Thailand to go ahead with Feb. 2 election, despite warnings of chaos

Wednesday, 29 January 2014 00:00 -     - {{hitsCtrl.values.hits}}

BANGKOK Reuters: Thailand’s prime minister has confirmed a general election will go ahead on Sunday despite a warning that it could end in chaos in the face of months of at times violent anti-government protests. In a separate part of an army complex in Bangkok where Prime Minister Yingluck Shinawatra was meeting Election Commission officials, shots were fired in a group of anti-government protesters. Two people were injured. “We have to go forward with the election. The Election Commission will organise the election under the framework of the constitution and try to avoid any violence,” Deputy Prime Minister Pongthep Thepkanchana told a news conference. Yingluck had called the snap election in the hope of confirming her hold on power and putting an end to the protests in the capital which began in November in an attempt to force her from office. The protests are the latest eruption in a political conflict that has gripped Thailand for eight years and which is starting to hurt growth and investor confidence in Southeast Asia’s second-largest economy. The conflict broadly pits Bangkok’s middle class and royalist establishment against the mainly poor, rural backers of Yingluck and her brother, ousted former premier Thaksin Shinawatra. The protesters have rejected the election, which Yingluck’s ruling party looks set to win, and prevented advance voting in many parts of Bangkok and the south on Sunday.
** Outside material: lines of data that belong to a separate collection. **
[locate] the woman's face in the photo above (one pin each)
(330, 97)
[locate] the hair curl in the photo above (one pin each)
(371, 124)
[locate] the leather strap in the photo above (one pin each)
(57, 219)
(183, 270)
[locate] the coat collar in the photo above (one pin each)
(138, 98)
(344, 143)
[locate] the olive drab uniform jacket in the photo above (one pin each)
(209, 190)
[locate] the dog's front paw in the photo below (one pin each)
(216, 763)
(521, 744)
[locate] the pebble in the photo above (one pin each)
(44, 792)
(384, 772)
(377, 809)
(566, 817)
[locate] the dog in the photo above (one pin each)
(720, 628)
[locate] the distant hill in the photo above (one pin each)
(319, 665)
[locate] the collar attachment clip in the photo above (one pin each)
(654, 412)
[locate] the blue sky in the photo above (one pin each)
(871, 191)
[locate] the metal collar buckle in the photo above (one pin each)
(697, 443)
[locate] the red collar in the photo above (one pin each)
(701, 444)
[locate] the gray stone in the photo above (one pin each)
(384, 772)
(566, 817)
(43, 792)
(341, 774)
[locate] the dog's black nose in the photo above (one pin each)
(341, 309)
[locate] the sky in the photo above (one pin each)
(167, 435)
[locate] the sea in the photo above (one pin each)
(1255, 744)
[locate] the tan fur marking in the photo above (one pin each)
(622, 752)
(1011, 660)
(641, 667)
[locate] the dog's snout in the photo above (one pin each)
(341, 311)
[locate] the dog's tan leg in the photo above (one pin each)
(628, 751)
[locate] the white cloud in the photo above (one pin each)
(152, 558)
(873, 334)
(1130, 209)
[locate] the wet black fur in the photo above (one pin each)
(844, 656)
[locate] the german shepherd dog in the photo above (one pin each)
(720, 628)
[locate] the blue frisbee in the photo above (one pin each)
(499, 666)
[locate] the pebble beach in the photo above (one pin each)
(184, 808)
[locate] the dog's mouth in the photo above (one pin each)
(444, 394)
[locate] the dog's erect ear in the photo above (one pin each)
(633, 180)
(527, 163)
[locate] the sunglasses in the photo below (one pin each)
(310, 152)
The Commission has been pressing for a delay in the election because of the unrest and wants it delayed by up to four months. Ten people have been killed since the protests began and hundreds have been wounded. The latest shooting was where about 500 anti-government protesters had gathered at the Army Club compound in Bangkok where Yingluck held a cabinet meeting before meeting the Election Commission. The shooting took place far from that meeting.